Ma il giorno successivo sarà quello del tentativo di
rimettere insieme i cocci di un’Europa spaccata, con i governi dell’Est
che hanno bloccato ogni soluzione comunitaria alla crisi portando
capitali ospitali, come Vienna, a chiudersi e peggiorare la situazione.
Nel chiuso di Palazzo Chigi Juncker ha annunciato a Renzi che l’8 marzo
la Commissione approverà una nuova Comunicazione sui migranti.

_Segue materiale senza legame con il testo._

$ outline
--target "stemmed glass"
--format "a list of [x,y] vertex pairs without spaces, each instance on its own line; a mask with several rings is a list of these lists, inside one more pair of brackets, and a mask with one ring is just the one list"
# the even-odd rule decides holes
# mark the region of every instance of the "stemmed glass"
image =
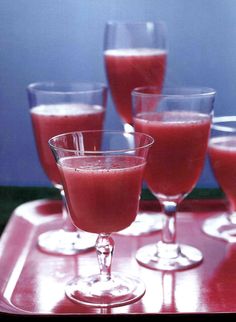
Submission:
[[30,115],[41,165],[63,200],[62,227],[39,235],[38,246],[52,254],[73,255],[93,248],[96,235],[78,231],[67,214],[61,178],[48,146],[55,135],[103,129],[107,87],[102,83],[32,83],[27,87]]
[[236,242],[236,116],[215,117],[208,155],[213,174],[228,201],[228,211],[208,218],[203,231],[210,236]]
[[74,225],[98,234],[100,274],[76,276],[69,282],[66,295],[71,300],[112,307],[134,302],[144,294],[145,286],[138,278],[111,273],[111,233],[135,220],[152,143],[143,133],[112,131],[72,132],[49,140]]
[[151,135],[144,175],[164,217],[162,240],[137,251],[152,269],[181,270],[199,264],[202,253],[176,242],[176,211],[195,187],[204,166],[215,91],[211,88],[136,88],[132,92],[135,130]]
[[[104,32],[104,65],[111,96],[125,131],[133,131],[131,91],[155,85],[160,91],[167,65],[166,24],[163,21],[108,21]],[[161,228],[159,217],[139,213],[124,235]]]

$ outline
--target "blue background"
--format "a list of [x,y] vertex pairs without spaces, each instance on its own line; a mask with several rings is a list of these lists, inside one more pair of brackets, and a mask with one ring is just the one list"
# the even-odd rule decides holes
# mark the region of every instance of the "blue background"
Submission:
[[[167,85],[213,87],[215,115],[236,114],[235,0],[0,0],[0,185],[50,186],[25,88],[35,81],[106,81],[107,20],[164,20]],[[108,100],[106,129],[121,129]],[[206,162],[198,187],[215,187]]]

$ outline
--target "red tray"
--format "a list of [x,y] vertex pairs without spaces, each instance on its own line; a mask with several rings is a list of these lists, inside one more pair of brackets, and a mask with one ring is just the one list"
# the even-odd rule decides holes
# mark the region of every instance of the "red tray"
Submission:
[[[159,211],[155,201],[142,201],[141,207]],[[201,231],[206,218],[224,210],[223,200],[183,202],[177,215],[177,240],[198,247],[204,255],[201,265],[185,271],[154,271],[135,260],[137,249],[158,241],[160,232],[141,237],[114,234],[113,270],[139,276],[146,293],[136,303],[99,309],[75,304],[64,293],[65,283],[76,272],[98,271],[93,250],[53,256],[37,248],[39,233],[60,225],[60,201],[25,203],[15,209],[0,239],[0,312],[17,316],[236,312],[236,245]]]

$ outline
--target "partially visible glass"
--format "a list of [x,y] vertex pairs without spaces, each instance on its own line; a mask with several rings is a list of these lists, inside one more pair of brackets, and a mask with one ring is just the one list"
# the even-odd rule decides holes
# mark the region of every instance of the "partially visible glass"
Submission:
[[178,205],[195,187],[204,166],[213,116],[211,88],[140,87],[132,91],[134,127],[151,135],[144,180],[159,200],[164,222],[162,240],[140,248],[137,261],[145,267],[174,271],[202,262],[197,248],[176,238]]
[[[104,31],[104,66],[109,89],[125,131],[133,131],[131,92],[158,86],[167,67],[167,27],[164,21],[108,21]],[[139,236],[161,229],[159,217],[139,212],[122,235]]]
[[236,116],[215,117],[208,155],[213,174],[228,202],[228,210],[208,218],[203,231],[229,243],[236,242]]
[[149,135],[113,131],[72,132],[49,140],[74,225],[98,234],[100,274],[76,276],[66,285],[66,295],[74,302],[114,307],[137,301],[145,293],[139,278],[111,273],[111,233],[135,220],[152,144]]
[[27,87],[35,143],[45,174],[63,200],[61,228],[39,235],[38,246],[52,254],[73,255],[95,246],[96,236],[75,229],[67,213],[60,174],[48,140],[78,130],[102,130],[107,87],[103,83],[40,82]]
[[131,91],[155,85],[161,90],[166,72],[166,24],[163,21],[108,21],[104,32],[104,64],[115,108],[132,129]]

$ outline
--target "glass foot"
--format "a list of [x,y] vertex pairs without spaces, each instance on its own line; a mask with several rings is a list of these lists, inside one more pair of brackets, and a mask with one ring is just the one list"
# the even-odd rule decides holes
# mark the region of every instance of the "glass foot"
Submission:
[[65,293],[74,302],[106,308],[136,302],[145,290],[144,283],[135,277],[112,274],[108,281],[99,275],[77,277],[66,285]]
[[226,213],[206,219],[202,230],[209,236],[221,238],[229,243],[236,242],[236,223],[232,222]]
[[38,237],[39,248],[55,255],[75,255],[95,247],[97,235],[81,231],[52,230]]
[[177,271],[197,266],[203,260],[203,255],[198,249],[182,244],[178,245],[176,256],[172,257],[170,252],[170,256],[166,253],[166,256],[160,257],[157,245],[152,244],[140,248],[136,254],[138,263],[154,270]]
[[127,228],[116,232],[124,236],[140,236],[161,230],[163,227],[163,215],[140,212],[135,221]]

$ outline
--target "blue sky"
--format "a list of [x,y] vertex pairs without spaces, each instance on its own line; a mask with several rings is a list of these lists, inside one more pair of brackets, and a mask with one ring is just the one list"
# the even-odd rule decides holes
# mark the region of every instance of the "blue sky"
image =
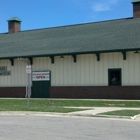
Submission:
[[0,33],[18,17],[21,30],[97,22],[133,16],[132,0],[1,0]]

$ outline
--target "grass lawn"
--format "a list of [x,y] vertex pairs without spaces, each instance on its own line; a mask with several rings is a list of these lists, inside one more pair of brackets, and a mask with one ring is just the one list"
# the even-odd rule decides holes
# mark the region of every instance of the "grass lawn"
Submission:
[[135,116],[140,114],[140,110],[118,110],[100,113],[99,115],[115,115],[115,116]]
[[27,99],[0,99],[0,111],[40,111],[40,112],[74,112],[84,109],[67,107],[140,107],[139,101],[105,101],[105,100],[55,100],[30,99],[27,109]]

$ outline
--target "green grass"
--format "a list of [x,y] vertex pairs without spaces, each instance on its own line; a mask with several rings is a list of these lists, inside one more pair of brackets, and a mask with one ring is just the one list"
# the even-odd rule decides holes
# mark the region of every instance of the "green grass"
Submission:
[[135,116],[140,114],[140,110],[118,110],[100,113],[98,115],[114,115],[114,116]]
[[105,100],[53,100],[30,99],[27,109],[27,99],[0,99],[0,111],[40,111],[40,112],[73,112],[83,109],[67,107],[140,107],[139,101],[105,101]]

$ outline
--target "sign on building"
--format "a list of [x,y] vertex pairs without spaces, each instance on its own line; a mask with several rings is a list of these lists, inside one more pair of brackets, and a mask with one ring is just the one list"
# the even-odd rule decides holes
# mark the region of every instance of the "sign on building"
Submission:
[[11,75],[11,71],[7,71],[6,66],[0,67],[0,76],[9,76]]
[[31,66],[26,66],[26,73],[31,73]]
[[33,72],[33,81],[50,81],[50,71]]

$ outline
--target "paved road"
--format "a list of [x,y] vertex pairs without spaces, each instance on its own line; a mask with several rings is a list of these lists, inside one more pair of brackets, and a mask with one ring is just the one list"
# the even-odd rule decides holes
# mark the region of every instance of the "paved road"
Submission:
[[139,140],[140,122],[60,116],[0,116],[0,140]]

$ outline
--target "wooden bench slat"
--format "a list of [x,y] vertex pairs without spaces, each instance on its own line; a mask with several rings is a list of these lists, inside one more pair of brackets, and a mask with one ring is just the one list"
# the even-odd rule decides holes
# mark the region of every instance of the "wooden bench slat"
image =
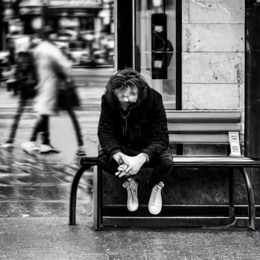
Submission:
[[168,123],[240,123],[239,111],[166,110]]
[[[244,142],[244,136],[240,135],[240,143]],[[169,135],[171,143],[223,144],[230,143],[228,135]]]
[[260,161],[243,156],[176,156],[173,155],[175,166],[190,167],[196,166],[260,167]]
[[167,124],[169,132],[173,131],[239,132],[241,129],[241,125],[239,123],[168,123]]

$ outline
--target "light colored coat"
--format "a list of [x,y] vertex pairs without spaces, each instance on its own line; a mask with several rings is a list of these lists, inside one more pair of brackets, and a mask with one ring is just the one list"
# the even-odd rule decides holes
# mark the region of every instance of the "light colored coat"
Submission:
[[38,44],[34,56],[38,79],[35,109],[39,115],[54,115],[58,112],[60,83],[57,71],[71,75],[72,64],[57,46],[48,41],[42,41]]

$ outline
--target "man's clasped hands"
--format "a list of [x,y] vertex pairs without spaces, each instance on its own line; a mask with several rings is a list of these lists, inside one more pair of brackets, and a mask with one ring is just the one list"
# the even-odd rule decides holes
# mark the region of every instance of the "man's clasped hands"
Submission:
[[135,156],[129,156],[119,152],[113,158],[119,166],[117,168],[118,171],[115,173],[115,175],[119,178],[135,175],[147,161],[146,157],[143,153]]

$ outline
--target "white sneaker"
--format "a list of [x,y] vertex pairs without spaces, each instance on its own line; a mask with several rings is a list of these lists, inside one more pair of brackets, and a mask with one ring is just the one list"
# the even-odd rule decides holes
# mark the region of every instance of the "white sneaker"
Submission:
[[30,141],[23,143],[21,146],[22,149],[28,153],[32,155],[35,152],[40,151],[41,147],[35,142]]
[[128,178],[123,184],[123,187],[127,191],[127,209],[129,211],[137,210],[139,204],[137,197],[138,183],[133,178]]
[[49,152],[60,152],[59,150],[55,148],[51,145],[40,144],[39,146],[40,147],[40,152],[41,153],[45,153]]
[[161,181],[157,184],[155,184],[152,189],[149,200],[148,209],[150,213],[153,215],[157,215],[161,210],[162,201],[161,190],[164,185],[164,183]]
[[2,148],[12,148],[14,147],[14,145],[13,143],[6,143],[5,144],[1,144],[0,147]]
[[79,146],[76,153],[79,156],[83,156],[86,155],[84,146]]

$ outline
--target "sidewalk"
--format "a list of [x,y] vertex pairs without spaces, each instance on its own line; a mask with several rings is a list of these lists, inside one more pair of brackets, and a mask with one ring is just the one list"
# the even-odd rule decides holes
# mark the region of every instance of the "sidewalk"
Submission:
[[0,218],[0,259],[258,260],[260,236],[245,229],[105,228],[90,217]]

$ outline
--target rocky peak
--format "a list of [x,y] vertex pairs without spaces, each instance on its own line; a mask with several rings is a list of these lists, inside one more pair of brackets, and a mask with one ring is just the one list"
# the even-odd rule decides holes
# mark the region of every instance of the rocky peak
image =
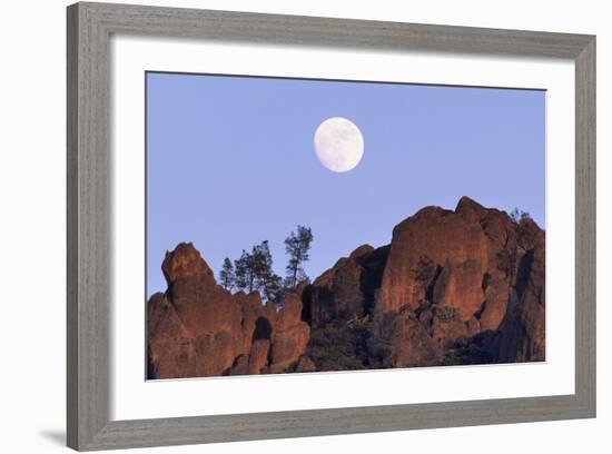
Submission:
[[215,280],[210,267],[191,243],[180,243],[175,250],[166,251],[161,272],[168,285],[186,277],[201,277]]

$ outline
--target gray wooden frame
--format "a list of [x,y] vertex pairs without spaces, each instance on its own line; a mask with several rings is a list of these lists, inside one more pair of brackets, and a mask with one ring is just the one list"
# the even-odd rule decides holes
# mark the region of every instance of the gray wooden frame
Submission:
[[[140,421],[109,417],[109,37],[427,50],[575,62],[575,394]],[[68,445],[106,450],[595,416],[595,37],[314,17],[68,7]]]

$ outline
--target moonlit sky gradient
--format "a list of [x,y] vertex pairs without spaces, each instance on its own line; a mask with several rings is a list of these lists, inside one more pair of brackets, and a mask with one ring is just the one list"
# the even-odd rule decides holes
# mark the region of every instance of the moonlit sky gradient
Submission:
[[[329,117],[364,136],[345,174],[313,148]],[[166,289],[164,254],[180,241],[218,275],[267,239],[284,275],[283,241],[306,225],[315,278],[464,195],[545,228],[544,91],[147,73],[147,296]]]

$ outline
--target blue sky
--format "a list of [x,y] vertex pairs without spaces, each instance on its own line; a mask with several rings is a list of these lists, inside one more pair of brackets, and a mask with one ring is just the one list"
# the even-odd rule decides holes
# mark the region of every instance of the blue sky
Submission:
[[[361,129],[346,174],[317,160],[329,117]],[[312,278],[427,205],[462,196],[527,211],[545,227],[545,92],[147,73],[147,294],[165,290],[166,250],[191,241],[218,273],[269,240],[313,229]]]

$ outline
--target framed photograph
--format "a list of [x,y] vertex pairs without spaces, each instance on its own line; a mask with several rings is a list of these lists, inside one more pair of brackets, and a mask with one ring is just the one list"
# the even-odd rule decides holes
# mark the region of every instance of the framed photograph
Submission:
[[69,7],[67,354],[79,451],[594,417],[595,38]]

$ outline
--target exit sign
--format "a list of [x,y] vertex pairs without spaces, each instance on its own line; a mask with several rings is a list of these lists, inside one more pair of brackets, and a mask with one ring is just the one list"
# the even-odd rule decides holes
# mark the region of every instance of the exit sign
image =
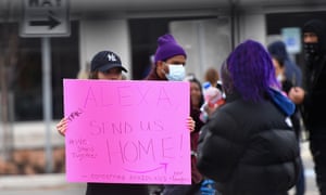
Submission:
[[66,37],[71,34],[68,0],[23,0],[22,37]]

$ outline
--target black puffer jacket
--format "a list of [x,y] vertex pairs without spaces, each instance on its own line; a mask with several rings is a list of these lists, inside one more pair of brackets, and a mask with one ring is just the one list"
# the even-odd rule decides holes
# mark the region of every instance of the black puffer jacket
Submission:
[[298,143],[287,121],[271,101],[228,100],[202,128],[199,170],[223,195],[286,193],[299,173]]

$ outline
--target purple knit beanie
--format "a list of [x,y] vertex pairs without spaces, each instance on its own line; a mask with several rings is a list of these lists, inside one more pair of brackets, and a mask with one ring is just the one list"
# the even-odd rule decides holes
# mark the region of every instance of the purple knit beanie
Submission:
[[155,52],[155,64],[158,61],[165,61],[175,55],[185,55],[187,54],[185,50],[176,42],[174,37],[170,34],[165,34],[158,39],[158,49]]

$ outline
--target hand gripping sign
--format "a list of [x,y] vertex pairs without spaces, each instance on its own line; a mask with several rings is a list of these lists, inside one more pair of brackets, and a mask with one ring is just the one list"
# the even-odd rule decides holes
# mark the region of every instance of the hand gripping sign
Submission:
[[63,82],[67,181],[191,183],[188,82]]

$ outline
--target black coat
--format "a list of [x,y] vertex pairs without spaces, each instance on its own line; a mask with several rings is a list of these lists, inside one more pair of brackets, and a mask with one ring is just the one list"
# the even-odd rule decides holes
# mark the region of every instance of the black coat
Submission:
[[267,100],[228,101],[202,128],[199,170],[216,181],[223,195],[287,192],[300,168],[299,144],[286,118]]

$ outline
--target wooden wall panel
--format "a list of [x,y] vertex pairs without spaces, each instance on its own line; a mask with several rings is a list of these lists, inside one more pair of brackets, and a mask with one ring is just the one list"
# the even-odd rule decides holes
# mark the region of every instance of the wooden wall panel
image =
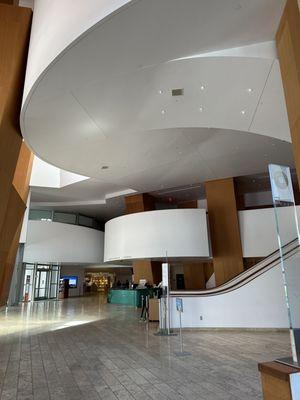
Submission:
[[32,163],[33,154],[26,146],[25,142],[23,142],[14,173],[13,186],[24,203],[27,202],[27,197],[29,193],[29,182],[32,170]]
[[206,197],[216,285],[243,272],[233,178],[206,182]]
[[150,285],[157,285],[161,282],[161,263],[150,260],[137,260],[132,264],[134,283],[140,279],[146,279]]
[[189,200],[189,201],[180,201],[177,204],[178,208],[198,208],[197,200]]
[[297,0],[287,0],[276,34],[293,153],[300,182],[300,10]]
[[9,292],[32,162],[19,126],[31,18],[30,9],[0,4],[0,306]]

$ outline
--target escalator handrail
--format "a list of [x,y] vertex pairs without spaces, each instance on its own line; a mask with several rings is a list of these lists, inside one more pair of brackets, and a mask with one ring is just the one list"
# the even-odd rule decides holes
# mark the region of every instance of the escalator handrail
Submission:
[[[283,246],[283,256],[285,259],[291,257],[295,250],[299,248],[298,238],[291,240],[285,246]],[[292,254],[292,252],[294,252]],[[275,258],[274,258],[275,257]],[[171,290],[171,296],[210,296],[217,295],[220,293],[227,293],[229,291],[238,289],[239,287],[245,285],[251,280],[255,279],[257,276],[262,275],[264,272],[267,272],[269,269],[275,267],[280,263],[280,254],[279,250],[275,250],[259,263],[255,264],[253,267],[248,270],[242,272],[238,276],[232,278],[231,280],[223,283],[220,286],[217,286],[212,289],[202,289],[202,290]]]

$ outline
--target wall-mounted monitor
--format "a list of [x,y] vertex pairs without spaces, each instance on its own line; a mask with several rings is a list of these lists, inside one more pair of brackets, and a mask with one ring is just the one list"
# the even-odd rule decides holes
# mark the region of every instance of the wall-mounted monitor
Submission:
[[78,276],[70,276],[70,275],[65,275],[62,276],[61,279],[68,279],[69,280],[69,288],[77,288],[78,285]]

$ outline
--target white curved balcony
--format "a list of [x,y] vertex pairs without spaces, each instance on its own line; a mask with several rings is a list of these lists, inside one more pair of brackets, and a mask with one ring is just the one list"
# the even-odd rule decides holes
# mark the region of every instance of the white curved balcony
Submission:
[[104,261],[207,258],[206,210],[171,209],[129,214],[105,224]]
[[24,262],[93,263],[103,261],[104,233],[61,222],[28,221]]

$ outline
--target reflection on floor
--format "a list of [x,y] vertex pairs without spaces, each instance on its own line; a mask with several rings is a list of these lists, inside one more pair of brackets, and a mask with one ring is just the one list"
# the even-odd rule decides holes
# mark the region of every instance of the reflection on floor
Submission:
[[1,400],[262,399],[257,363],[289,355],[285,332],[154,336],[136,310],[101,297],[0,313]]

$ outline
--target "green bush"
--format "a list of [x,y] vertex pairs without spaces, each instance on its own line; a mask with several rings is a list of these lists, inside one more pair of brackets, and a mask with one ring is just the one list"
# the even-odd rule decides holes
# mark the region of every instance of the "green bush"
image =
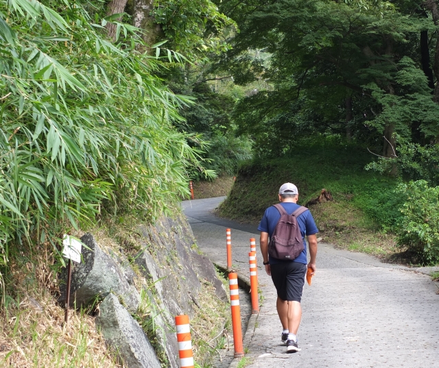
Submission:
[[439,186],[418,180],[400,184],[397,191],[407,196],[401,209],[399,245],[408,247],[424,262],[439,262]]

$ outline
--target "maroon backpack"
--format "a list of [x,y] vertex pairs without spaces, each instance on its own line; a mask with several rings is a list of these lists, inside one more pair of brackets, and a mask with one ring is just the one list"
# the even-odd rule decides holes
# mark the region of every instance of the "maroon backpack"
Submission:
[[292,214],[288,214],[281,204],[274,206],[279,211],[281,218],[270,239],[268,254],[274,258],[293,260],[305,249],[296,218],[308,208],[300,206]]

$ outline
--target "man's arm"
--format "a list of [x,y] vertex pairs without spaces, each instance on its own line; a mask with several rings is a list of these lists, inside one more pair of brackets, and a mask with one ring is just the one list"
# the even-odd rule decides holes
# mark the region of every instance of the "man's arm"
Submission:
[[317,236],[315,234],[308,235],[308,247],[309,248],[309,263],[308,267],[313,270],[312,275],[316,272],[316,257],[317,256]]
[[[262,253],[262,258],[264,262],[268,262],[268,233],[261,231],[261,238],[259,239],[261,244],[261,253]],[[265,272],[269,276],[272,274],[270,265],[265,265]]]

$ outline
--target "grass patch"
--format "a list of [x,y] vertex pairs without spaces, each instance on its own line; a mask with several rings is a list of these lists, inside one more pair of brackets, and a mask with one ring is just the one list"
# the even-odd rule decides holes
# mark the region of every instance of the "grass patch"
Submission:
[[212,181],[200,180],[193,182],[193,195],[195,199],[213,198],[228,195],[233,186],[233,177],[220,176]]
[[[225,279],[218,277],[224,283]],[[227,332],[231,326],[230,305],[220,301],[213,286],[206,281],[202,281],[198,302],[201,308],[195,307],[191,321],[193,358],[200,367],[208,368],[218,349],[226,347]]]
[[53,275],[43,256],[35,260],[11,269],[16,290],[0,310],[0,367],[121,367],[93,317],[71,310],[64,326],[64,308],[49,292]]
[[392,230],[401,220],[405,197],[394,192],[399,181],[366,171],[373,160],[363,147],[306,143],[287,158],[257,160],[243,165],[220,216],[258,223],[268,206],[278,201],[282,184],[294,183],[300,204],[322,188],[333,201],[310,207],[323,241],[392,260],[401,252]]
[[244,356],[241,358],[241,360],[239,360],[239,363],[238,363],[238,365],[236,367],[237,368],[244,368],[244,367],[247,367],[251,363],[252,363],[252,360],[250,358],[248,358],[247,356]]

L’obiettivo è quello di abolire le regole di Dublino che impongono al
Paese di primo ingresso (Grecia e Italia) l’obbligo di processare le
richieste di asilo, ospitare chi ha diritto allo status di rifugiato e
rimpatriare gli altri. Il tema più controverso tra i governi, osteggiato
da Polonia, Ungheria, Slovacchia e baltici che hanno affondato la
ripartizione d’emergenza di 160mila migranti approvata a ottobre. Ora
Juncker punta ad andare oltre, a rendere obbligatorie ed efficaci le
riallocazioni. Superare il principio di Dublino, redistribuzione
automatica tra i 28 appena i rifugiati entrano in Europa. Il secondo
Paese ne processa le domande di asilo e poi procede ai rimpatri o smista
i rifugiati sul suo territorio o su quello di un terzo Paese secondo
regole ferree. Ma il clima politico in Europa è pessimo. Ragion per cui
in queste ore a Bruxelles si pensa di inserire nella Comunicazione anche
un’altra opzione, decisamente meno ambiziosa, per europeizzare la
crisi: il principio del Paese di prima accoglienza resta valido, ma può
essere derogato caso per caso. Il che significherebbe andare a sbattere
ogni volta contro i paesi dell’Est. Le opzioni sarebbero poi testate al
vertice dei leader del 18 marzo. Quindi, a seconda dell’esito politico
del summit, ad aprile una delle due soluzioni sarà adotata come vera e
propria proposta legislativa dalla Commissione e presentata ai governi,
che la dovranno approvare. Ieri Renzi ha garantito a Juncker l’appoggio
italiano e lo ha spinto a scegliere la via più ambiziosa. Con lui ci
sarà anche la Merkel.
La partita è aperta, il premier ha anche
chiesto garanzie sul fatto che se a maggio Schengen verrà sospesa per
due anni Bruxelles vigili affinché non ci siano abusi nella chiusura
delle frontiere da parte degli altri paesi (l’Italia teme di rimanere
isolata come la Grecia). Juncker non solo ha dato garanzie, ma ha anche
annunciato che nei prossimi giorni lancerà una dura iniziativa politica
contro chi prende decisioni unilaterali, respinge i migranti, chiude le
frontiere e lavora a una mini-Schengen. Ha anche assicurato che in caso
di ripristino dei controlli alle frontiere interne per due anni avrà un
piano per evitare che Schengen venga spazzata per sempre.
E
intanto Bruxelles lavora a un piano di aiuti umanitario per la Grecia da
lanciare, se necessario, già nei prossimi giorni: la Commissione
finanzierà il governo Tsipras, l’Unhcr e le Ong per aumentare le
strutture di accoglienza, per pagare gli alberghi che ospitano i
migranti e per garantire loro vestiti e medicinali. La prima volta dalla
seconda guerra mondiale che un paese europeo riceve aiuti umanitari.